Wang et al. have reported that 94% of patients discharged after 1 month of treatment have residual lesions on the final CT scan, and ground-glass shadows are the most common feature [23]. We observed that fibrosis was rare in mild cases; fibrosis and ground-glass shadows were gradually absorbed in severe and critical cases; and chest CT showed sparse linear shadows, which had no effect on lung function and could be clinically cured. These features differed from the lung fibrosis and permanent lung injuries observed in SARS and Middle East respiratory syndrome infections [14]. Li et al. have reported a multicentre study examining CT changes in COVID-19 in southwest China [24]. With an observation time of 43 days, the authors did not study the correlation between disease course and imaging features. Pan et al. have discussed the correlation between the disease course and imaging features in 21 cases of COVID-19 from Wuhan and divided these cases into four stages [18]. With an observation time of 26 days, no follow-up was conducted for discharged patients. Our patients were followed up for 167 days until July 10, 2020. Except for the two patients who died on April 7, 2020, the remaining patients achieved clinical cure standards. Notably, this is the longest follow-up time reported in the current literature, and the findings also reflect the treatment level of COVID-19 in county-level hospitals in China.

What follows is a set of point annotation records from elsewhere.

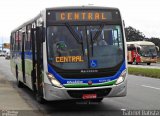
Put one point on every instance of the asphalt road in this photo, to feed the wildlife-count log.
(143, 94)
(144, 65)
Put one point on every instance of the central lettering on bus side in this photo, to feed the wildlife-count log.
(62, 59)
(71, 16)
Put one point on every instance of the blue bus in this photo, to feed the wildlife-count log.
(71, 53)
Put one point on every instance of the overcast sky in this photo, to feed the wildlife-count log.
(143, 15)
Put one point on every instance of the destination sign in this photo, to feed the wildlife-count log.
(62, 59)
(81, 15)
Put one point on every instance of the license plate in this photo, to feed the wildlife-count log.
(89, 96)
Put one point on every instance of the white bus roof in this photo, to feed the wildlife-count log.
(141, 43)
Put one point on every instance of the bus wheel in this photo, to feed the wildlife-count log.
(148, 63)
(40, 99)
(19, 83)
(97, 100)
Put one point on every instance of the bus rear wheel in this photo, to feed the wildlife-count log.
(40, 99)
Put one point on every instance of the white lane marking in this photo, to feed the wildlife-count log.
(150, 87)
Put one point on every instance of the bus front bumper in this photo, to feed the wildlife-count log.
(52, 93)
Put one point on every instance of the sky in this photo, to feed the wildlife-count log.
(143, 15)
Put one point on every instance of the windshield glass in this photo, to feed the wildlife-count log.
(148, 50)
(83, 47)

However, this study has some limitations, as follows. (1) The number of samples was small, and only descriptive analyses were conducted on the imaging manifestations of COVID-19 in different stages. (2) There was only one paediatric case, which cannot fully represent the imaging characteristics among children. (3) No subgroup analyses of mild and severe cases were performed. (4) Because of policy regulations, complete laboratory test results of 11 patients could not be obtained.
CONCLUSIONS
The dynamic changes in the chest CT characteristics of COVID-19 were as follows. The early stage is 1–4 days after the onset of initial symptoms and is characterized by ground-glass lesions, which are more commonly observed around the subpleural lung than single lobes. The progressive stage is 5–10 days after the onset of the initial symptoms, and its imaging manifestations are lesions spreading from the periphery to the centre, and showing consolidation and fusion. With active treatment, the recovery stage begins on day 11 after symptom onset, and the fibre cord, ground-glass, and consolidation shadows are gradually absorbed. On the basis of pulmonary imaging, the recovery of lesions in mild cases of COVID-19 is relatively better, whereas that in severe cases is slower, and the shadow of cord-like fibrosis can still be seen on the 167th day after symptom onset. However, CT examination in the early diagnosis of COVID-19 should not be arbitrarily adopted but should be discussed in combination with the results of laboratory SARS-CoV-2 nucleic acid testing.